Brief-Flut erreicht Andreas-Gärtner-Stiftung - 500 000 Euro ausgeschüttet

Von Christian Althoff
Porta Westfalica (WB). Annähernd 600 Familien haben sich in diesem Jahr mit der Bitte um finanzielle Hilfe an die Andreas-Gärtner-Stiftung gewandt - so viele wie noch nie. »Für Eltern behinderter Kinder sind wir oft die letzte Instanz«, erklärte gestern Stiftungsgründer und Unternehmer Hermann Gärtner aus Porta Westfalica.

Viele Bittbriefe seien ihm unter die Haut gegangen, sagte Gärtner und berichtete von dem Fall einer Familie aus Horn-Bad Meinberg: »Die Eltern haben drei behinderte Kinder. Weil der Vater Schichtarbeiter ist, muss die Mutter den Alltag mit den Kleinen alleine meistern. Und das hält auf Dauer niemand durch.«
Der Möbelunternehmer (»Porta«, »Boss«) weiß, wovon er spricht, denn er hat selbst einen geistig behinderten Sohn gehabt, der 1998 verstorben war.
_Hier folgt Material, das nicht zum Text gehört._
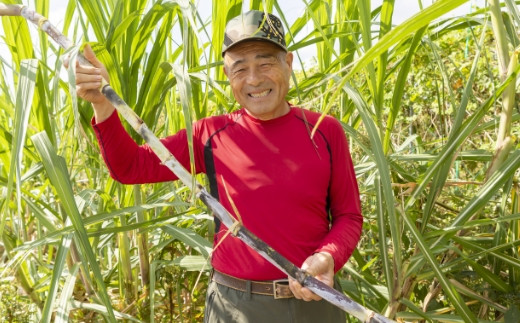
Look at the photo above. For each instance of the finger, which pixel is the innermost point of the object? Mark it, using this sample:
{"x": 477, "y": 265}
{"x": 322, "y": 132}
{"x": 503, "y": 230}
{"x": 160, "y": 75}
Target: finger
{"x": 308, "y": 295}
{"x": 84, "y": 88}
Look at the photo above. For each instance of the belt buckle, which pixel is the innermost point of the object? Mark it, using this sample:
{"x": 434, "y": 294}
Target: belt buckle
{"x": 280, "y": 282}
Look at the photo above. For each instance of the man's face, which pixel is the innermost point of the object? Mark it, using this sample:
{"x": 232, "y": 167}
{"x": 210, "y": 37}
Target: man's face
{"x": 259, "y": 74}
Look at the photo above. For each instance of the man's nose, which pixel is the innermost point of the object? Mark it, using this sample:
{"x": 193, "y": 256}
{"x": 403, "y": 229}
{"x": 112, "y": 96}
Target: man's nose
{"x": 254, "y": 77}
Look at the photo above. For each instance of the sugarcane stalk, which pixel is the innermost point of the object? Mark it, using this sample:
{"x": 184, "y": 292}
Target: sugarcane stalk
{"x": 326, "y": 292}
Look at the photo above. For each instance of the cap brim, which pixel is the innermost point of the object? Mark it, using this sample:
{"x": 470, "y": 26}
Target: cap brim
{"x": 263, "y": 39}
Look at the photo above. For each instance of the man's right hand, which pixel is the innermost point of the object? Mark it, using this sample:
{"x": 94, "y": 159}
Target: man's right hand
{"x": 88, "y": 84}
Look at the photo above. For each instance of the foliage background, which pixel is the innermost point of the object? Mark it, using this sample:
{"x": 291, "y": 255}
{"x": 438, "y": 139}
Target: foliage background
{"x": 429, "y": 107}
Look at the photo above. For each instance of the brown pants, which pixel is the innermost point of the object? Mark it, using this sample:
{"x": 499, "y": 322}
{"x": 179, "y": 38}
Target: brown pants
{"x": 228, "y": 305}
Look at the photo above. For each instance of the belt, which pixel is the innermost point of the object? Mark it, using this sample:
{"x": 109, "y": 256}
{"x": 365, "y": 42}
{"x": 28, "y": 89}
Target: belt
{"x": 276, "y": 288}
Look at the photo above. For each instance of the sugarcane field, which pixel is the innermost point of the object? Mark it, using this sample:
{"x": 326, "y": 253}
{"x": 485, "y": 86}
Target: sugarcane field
{"x": 259, "y": 161}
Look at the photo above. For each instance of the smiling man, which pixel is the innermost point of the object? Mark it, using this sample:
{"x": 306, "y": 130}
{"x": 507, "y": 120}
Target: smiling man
{"x": 295, "y": 192}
Gärtners Stiftung hat der Familie aus Horn-Bad Meinberg Geld für eine stundenweise Haushaltshilfe zur Verfügung gestellt: »Damit die Mutter mal wieder durchatmen kann.«
Gerührt hat den Unternehmer auch der Fall einer Mutter aus Bielefeld, deren behinderter Sohn in diesem Jahr gestorben ist: »Wir hatten der Frau vor Jahren ein behindertengerechtes Auto geschenkt. Nach dem Tod ihres Kindes war sie nun der Meinung, der Wagen stehe ihr nicht mehr zu. Sie hat ihn uns zurückgegeben, obwohl sie danach nur noch umständlich mit Bussen und Bahnen zur Arbeit kommen konnte.« Die Selbstlosigkeit der Frau beeindruckte Hermann Gärtner so sehr, dass er ihr kurzerhand den VW Polo seiner Tochter schenkte, die gerade einen neuen Wagen bekommen hatte.
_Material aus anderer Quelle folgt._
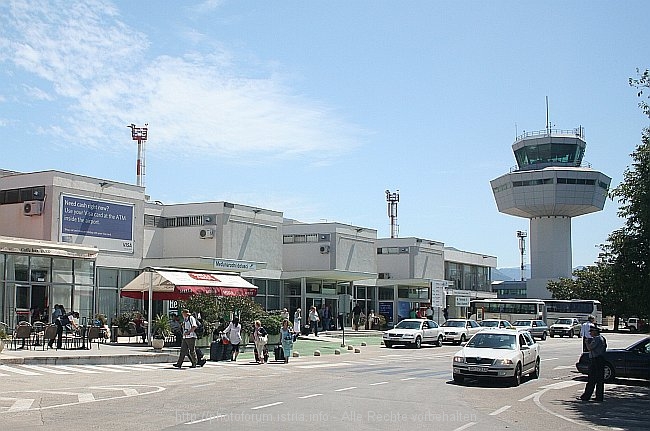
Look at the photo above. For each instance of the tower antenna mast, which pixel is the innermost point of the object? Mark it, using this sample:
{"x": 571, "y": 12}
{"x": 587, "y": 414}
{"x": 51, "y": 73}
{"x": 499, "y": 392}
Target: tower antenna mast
{"x": 139, "y": 134}
{"x": 393, "y": 200}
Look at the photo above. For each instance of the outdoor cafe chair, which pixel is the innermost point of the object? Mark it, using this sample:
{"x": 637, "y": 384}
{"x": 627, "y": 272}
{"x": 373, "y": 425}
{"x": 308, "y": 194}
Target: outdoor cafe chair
{"x": 22, "y": 332}
{"x": 49, "y": 334}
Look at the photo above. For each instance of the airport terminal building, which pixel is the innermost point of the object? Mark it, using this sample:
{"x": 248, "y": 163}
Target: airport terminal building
{"x": 77, "y": 241}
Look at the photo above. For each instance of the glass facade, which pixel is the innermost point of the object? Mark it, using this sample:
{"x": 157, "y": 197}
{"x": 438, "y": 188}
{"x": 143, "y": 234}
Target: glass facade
{"x": 30, "y": 286}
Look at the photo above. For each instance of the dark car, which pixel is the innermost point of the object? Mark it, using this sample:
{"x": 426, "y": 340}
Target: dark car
{"x": 632, "y": 362}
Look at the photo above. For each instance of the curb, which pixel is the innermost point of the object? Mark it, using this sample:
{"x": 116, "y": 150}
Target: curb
{"x": 146, "y": 358}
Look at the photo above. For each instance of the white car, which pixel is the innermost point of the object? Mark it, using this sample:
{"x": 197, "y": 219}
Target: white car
{"x": 460, "y": 330}
{"x": 498, "y": 354}
{"x": 413, "y": 332}
{"x": 496, "y": 323}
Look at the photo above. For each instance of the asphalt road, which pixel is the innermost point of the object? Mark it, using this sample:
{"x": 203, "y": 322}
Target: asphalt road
{"x": 377, "y": 389}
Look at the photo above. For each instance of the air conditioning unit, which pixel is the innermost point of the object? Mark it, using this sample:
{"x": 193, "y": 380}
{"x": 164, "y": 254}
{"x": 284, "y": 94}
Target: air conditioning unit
{"x": 31, "y": 208}
{"x": 206, "y": 233}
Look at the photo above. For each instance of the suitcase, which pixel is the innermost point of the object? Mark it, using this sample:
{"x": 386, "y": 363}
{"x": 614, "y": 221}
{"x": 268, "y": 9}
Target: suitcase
{"x": 278, "y": 352}
{"x": 216, "y": 351}
{"x": 265, "y": 353}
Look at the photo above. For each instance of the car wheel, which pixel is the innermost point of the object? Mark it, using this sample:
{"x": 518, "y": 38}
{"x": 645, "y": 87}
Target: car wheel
{"x": 608, "y": 373}
{"x": 516, "y": 379}
{"x": 535, "y": 373}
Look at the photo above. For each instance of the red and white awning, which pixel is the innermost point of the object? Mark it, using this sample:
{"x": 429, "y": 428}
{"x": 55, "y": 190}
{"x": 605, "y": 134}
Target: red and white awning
{"x": 180, "y": 284}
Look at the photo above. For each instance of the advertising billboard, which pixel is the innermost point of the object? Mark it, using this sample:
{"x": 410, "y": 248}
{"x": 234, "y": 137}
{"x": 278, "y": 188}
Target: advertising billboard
{"x": 105, "y": 224}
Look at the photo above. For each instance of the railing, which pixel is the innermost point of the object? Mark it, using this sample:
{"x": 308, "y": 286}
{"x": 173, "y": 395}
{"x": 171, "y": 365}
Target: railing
{"x": 579, "y": 132}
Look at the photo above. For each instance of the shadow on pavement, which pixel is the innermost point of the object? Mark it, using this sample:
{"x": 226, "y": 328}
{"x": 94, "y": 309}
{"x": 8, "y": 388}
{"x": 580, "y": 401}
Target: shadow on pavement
{"x": 625, "y": 405}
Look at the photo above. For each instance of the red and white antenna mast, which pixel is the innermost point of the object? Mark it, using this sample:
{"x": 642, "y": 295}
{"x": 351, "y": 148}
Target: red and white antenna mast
{"x": 139, "y": 134}
{"x": 392, "y": 199}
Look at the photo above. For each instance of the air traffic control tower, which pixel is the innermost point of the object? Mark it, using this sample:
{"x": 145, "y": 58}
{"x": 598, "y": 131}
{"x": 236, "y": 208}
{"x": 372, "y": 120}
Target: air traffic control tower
{"x": 549, "y": 186}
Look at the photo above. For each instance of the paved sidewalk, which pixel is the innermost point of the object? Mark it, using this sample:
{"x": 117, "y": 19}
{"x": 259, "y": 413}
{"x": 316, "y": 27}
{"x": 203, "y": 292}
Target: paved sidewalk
{"x": 132, "y": 353}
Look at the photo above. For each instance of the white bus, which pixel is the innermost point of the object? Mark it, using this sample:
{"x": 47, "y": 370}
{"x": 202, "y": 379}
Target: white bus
{"x": 508, "y": 309}
{"x": 578, "y": 308}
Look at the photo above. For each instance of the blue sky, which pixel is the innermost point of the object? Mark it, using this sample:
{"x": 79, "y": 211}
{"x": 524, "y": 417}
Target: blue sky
{"x": 316, "y": 108}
Der zurückgegebene, rollstuhlgerechte Wagen ging an eine Mutter, deren Sohn seit 13 Jahren im Wachkoma liegt. Gärtner: »Er hatte als Kind eine Erdnuss in die Luftröhre bekommen.«
5,5 Millionen Euro hat die Andreas-Gärtner-Stiftung seit ihrer Gründung 1993 ausgeschüttet. Geldgeber sind die Familien der »Porta-Möbel«-Inhaber Hermann Gärtner und Wilhelm Fahrenkamp sowie zahlreiche Spender. So überraschte Spielautomaten-Unternehmer Paul Gauselmann aus Espelkamp Hermann Gärtner zu dessen Bundesverdienstkreuzverleihung im Oktober mit einem Scheck über 15 000 Euro.
In diesem Jahr hat die Stiftung annähernd 500 000 Euro ausgezahlt - an 48 Familien und 44 Behinderteneinrichtungen. »Wir würden gerne noch mehr Menschen helfen, aber unsere Mittel sind begrenzt«, erklärte Gärtner, der in dieser Woche gemeinsam mit dem Stiftungsbeirat über die Auszahlung entschieden hat.
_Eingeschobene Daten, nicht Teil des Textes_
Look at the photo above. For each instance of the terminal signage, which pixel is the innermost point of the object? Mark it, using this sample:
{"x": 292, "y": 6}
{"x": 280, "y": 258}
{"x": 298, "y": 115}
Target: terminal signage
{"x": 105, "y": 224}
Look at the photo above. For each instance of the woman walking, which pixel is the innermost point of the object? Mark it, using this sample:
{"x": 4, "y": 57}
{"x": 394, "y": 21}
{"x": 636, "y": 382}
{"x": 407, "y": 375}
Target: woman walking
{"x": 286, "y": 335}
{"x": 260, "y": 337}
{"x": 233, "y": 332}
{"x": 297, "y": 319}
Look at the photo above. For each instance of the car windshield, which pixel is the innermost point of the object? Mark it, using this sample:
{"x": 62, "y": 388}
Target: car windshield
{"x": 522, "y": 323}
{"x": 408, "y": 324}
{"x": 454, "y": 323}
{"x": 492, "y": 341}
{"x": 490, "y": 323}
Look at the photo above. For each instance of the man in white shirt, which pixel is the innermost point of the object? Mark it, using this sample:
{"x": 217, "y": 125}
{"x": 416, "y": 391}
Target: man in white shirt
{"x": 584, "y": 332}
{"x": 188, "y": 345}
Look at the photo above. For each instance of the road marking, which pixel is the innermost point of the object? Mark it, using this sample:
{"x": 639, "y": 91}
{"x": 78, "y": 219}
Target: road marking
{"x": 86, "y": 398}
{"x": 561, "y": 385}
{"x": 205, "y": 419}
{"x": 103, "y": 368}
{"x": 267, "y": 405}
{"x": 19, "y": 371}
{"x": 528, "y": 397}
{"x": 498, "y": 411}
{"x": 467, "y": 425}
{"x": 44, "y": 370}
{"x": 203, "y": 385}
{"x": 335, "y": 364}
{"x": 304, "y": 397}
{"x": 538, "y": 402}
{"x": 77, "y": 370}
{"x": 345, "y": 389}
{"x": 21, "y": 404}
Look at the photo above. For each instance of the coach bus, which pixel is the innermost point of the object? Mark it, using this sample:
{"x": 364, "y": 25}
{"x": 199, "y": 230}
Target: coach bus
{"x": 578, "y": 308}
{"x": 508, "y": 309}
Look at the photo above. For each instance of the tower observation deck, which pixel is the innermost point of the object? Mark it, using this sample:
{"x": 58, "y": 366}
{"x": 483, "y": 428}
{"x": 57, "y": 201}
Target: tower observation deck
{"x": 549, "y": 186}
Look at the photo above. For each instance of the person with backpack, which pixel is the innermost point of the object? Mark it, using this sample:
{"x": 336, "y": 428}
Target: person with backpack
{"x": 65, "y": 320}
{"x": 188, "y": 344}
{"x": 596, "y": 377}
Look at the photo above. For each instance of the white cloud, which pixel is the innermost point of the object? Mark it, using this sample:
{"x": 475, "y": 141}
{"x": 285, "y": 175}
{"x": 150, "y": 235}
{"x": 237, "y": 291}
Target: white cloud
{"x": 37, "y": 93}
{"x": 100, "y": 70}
So erhalten mehrere Eltern spastisch behinderter Kinder den von ihnen erbetenen Reisekostenzuschuss, um einen bestimmten Arzt in der Ukraine aufsuchen zu können, von dem sie sich Hilfe erhoffen. »Ob diese Mann das Leiden tatsächlich lindern kann - ich weiß es nicht. Aber manchmal versetzt der Glaube ja Berge«, sagt Hermann Gärtner. Er wisse aus eigener Erfahrung, dass man sich an jeden noch so dünnen Strohhalm klammere, um dem eigenen Kind zu helfen.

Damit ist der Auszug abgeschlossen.